The object repository is accessed via a SQL view. The view fronts a number of tables that are identical in structure but the table name appended with a GUID. A new table is generated when the previous table has reached critical mass (a pre-determined number of rows)
We run a nightly archiving routine that generates the new tables and modifies the views accordingly so that calling applications do not see any differences.
Finally, as part of the overnight routine we archive any old object instances that are no longer required to disk (and then tape).
I've never found a great end all solution for this type of problem. Some things you can try is if your DB supports partioning (or even if it doesn't you can implement the same concept your self), but partion this log table by object type and then you can further partion by date/time or by your object ID (if your ID is a numeric this works nicely not sure how a guid would partion).
This will help maintain the size of the table and keep all related transactions to a single instance of an object to itself.
One idea you could explore is instead of storing each field in a name value pair table, you could store the data as a blob (either text or binary). For example serialize the object to Xml and store it in a field.
The downside of this is that as your object changes you have to consider how this affects all historical data if your using Xml then there are easy ways to update the historical xml structures, if your using binary there are ways but you have to be more concious of the effort.
I've had awsome success storing a rather complex object model that has tons of interelations as a blob (the xml serializer in .net didn't handle the relationships btw the objects). I could very easily see myself storing the binary data. A huge downside of storing it as binary data is that to access it you have to take it out of the database with Xml if your using a modern database like MSSQL you can access the data.
One last approach is to split the two patterns, you could define a Difference Schema (and I assume more then one property changes at a time) so for example imagine storing this xml:
<objectDiff>
<field name="firstName" newValue="Josh" oldValue="joshua"/>
<field name="lastName" newValue="Box" oldValue="boxer"/>
</objectDiff>
This will help alleviate the number of rows, and if your using MSSQL you can define an XML Schema and get some of the rich querying ability around the object. You can still partition the table.
Josh
Depending on the characteristics of your specific application an alternative approach is to keep revisions of the entities themselves in their respective tables, together with the who, what, why and when per revision. The who, what and when can still be foreign keys.
Although I would be very careful to use this approach, since this is only viable for applications with a relatively small amount of changes per entity/entity type.
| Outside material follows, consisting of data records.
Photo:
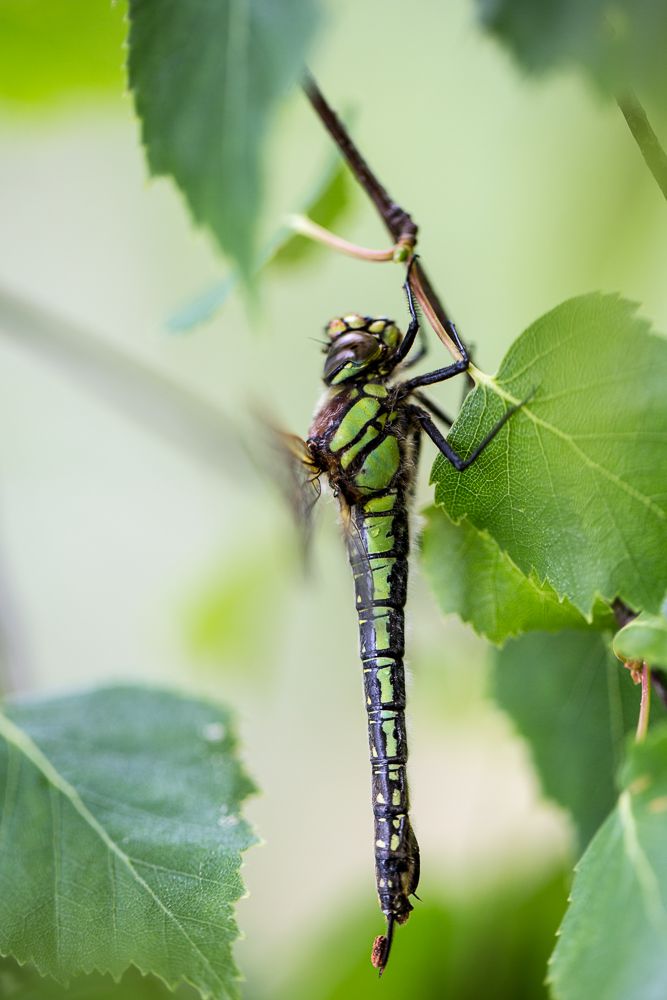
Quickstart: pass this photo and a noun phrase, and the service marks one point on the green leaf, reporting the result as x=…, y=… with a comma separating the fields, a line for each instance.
x=121, y=837
x=573, y=703
x=206, y=77
x=644, y=638
x=49, y=51
x=327, y=203
x=621, y=45
x=475, y=579
x=613, y=940
x=573, y=486
x=22, y=982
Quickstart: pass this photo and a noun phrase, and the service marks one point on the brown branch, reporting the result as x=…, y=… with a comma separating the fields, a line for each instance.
x=648, y=142
x=398, y=222
x=623, y=615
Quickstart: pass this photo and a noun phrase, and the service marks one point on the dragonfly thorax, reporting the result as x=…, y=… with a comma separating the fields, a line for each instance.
x=359, y=345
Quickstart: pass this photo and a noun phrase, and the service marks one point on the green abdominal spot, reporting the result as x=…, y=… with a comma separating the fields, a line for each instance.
x=377, y=505
x=381, y=569
x=380, y=534
x=348, y=456
x=354, y=422
x=380, y=466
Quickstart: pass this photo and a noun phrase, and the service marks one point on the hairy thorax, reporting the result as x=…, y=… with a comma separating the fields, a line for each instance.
x=360, y=438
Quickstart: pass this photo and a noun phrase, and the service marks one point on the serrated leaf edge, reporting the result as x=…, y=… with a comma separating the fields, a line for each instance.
x=14, y=735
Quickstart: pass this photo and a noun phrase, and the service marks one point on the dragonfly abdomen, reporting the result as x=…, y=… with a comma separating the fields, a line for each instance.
x=378, y=548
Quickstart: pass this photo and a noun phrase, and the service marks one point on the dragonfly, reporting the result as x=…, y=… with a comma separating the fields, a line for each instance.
x=365, y=440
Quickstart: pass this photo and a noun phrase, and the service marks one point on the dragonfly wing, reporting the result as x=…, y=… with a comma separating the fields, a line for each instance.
x=298, y=478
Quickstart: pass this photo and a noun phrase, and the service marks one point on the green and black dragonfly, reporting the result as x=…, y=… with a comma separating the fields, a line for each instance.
x=365, y=438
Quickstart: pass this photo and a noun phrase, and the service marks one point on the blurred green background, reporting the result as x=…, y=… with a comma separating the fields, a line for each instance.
x=128, y=550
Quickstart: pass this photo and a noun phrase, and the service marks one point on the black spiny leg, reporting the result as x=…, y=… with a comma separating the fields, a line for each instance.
x=407, y=343
x=435, y=410
x=422, y=417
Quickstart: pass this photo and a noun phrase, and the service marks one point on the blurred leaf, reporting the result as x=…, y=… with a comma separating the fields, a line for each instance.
x=620, y=45
x=644, y=638
x=22, y=982
x=327, y=204
x=121, y=836
x=221, y=620
x=49, y=51
x=573, y=486
x=613, y=940
x=573, y=703
x=447, y=949
x=206, y=76
x=475, y=579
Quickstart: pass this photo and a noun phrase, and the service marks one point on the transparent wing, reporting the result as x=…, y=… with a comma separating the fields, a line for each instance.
x=298, y=478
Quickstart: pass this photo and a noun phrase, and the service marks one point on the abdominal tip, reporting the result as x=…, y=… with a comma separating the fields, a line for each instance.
x=381, y=947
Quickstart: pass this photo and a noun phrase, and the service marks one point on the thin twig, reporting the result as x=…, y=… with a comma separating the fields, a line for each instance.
x=623, y=615
x=648, y=142
x=306, y=227
x=398, y=222
x=645, y=704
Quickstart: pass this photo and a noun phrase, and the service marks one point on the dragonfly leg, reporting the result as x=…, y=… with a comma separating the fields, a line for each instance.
x=423, y=418
x=413, y=329
x=435, y=410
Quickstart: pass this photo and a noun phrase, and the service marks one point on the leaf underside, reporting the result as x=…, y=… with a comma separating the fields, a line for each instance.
x=573, y=703
x=206, y=76
x=120, y=836
x=613, y=940
x=573, y=487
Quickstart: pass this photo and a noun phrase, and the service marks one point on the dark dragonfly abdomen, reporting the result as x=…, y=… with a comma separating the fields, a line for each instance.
x=365, y=437
x=366, y=445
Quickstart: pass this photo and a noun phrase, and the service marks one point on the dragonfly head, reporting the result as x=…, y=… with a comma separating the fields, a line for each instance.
x=359, y=346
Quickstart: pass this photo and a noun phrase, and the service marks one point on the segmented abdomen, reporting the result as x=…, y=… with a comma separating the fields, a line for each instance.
x=367, y=448
x=378, y=550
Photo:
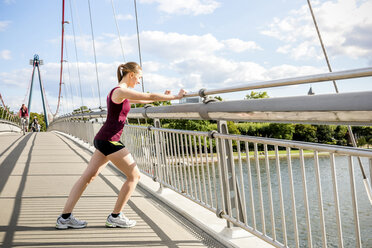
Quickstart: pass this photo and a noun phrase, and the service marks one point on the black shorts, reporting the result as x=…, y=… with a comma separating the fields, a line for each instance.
x=108, y=147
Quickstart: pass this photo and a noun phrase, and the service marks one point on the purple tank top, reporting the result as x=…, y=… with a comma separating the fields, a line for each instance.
x=116, y=117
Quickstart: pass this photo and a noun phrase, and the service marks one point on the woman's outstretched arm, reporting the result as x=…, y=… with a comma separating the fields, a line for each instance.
x=138, y=97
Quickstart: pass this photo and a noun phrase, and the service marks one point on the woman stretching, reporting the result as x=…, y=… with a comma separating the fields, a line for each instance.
x=109, y=148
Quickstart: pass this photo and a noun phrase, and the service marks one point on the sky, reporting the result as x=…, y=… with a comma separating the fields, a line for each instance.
x=190, y=44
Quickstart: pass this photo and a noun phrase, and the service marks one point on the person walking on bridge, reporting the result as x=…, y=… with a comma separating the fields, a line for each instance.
x=110, y=148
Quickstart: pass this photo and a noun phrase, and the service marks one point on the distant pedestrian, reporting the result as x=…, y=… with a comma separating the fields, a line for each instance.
x=110, y=148
x=35, y=125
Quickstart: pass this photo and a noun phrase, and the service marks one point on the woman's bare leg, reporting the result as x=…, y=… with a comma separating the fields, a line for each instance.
x=124, y=161
x=96, y=164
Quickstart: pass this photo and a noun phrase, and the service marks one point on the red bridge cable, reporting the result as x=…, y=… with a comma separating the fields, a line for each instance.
x=60, y=74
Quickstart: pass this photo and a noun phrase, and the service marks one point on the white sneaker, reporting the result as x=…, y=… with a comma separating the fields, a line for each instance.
x=120, y=221
x=71, y=222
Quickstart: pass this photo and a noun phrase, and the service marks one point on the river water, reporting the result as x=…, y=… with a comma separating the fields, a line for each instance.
x=344, y=192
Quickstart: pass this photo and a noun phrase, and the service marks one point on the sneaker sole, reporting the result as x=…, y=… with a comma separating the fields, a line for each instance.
x=113, y=225
x=64, y=227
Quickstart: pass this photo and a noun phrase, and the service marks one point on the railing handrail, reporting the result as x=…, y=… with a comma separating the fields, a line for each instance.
x=352, y=151
x=344, y=108
x=315, y=78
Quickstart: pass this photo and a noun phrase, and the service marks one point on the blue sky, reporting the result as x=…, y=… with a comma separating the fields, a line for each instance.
x=191, y=44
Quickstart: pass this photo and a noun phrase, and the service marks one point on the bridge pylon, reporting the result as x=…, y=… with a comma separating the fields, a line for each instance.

If querying the data is important I would use true Partitioning in SQL Server 2005 and above if you have enterprise edition of SQL Server. We have millions of rows partitioned by year down to day for the current month - you can be as granular as your application demands with a maximum number of 1000 partitions.
Alternatively , if you are using SQL 2008 you could look into filtered indexes.
These are solutions that will enable you to retain the simplified structure you have whilst providing the performance you need to query that data.
Splitting/Archiving older changes obviously should be considered.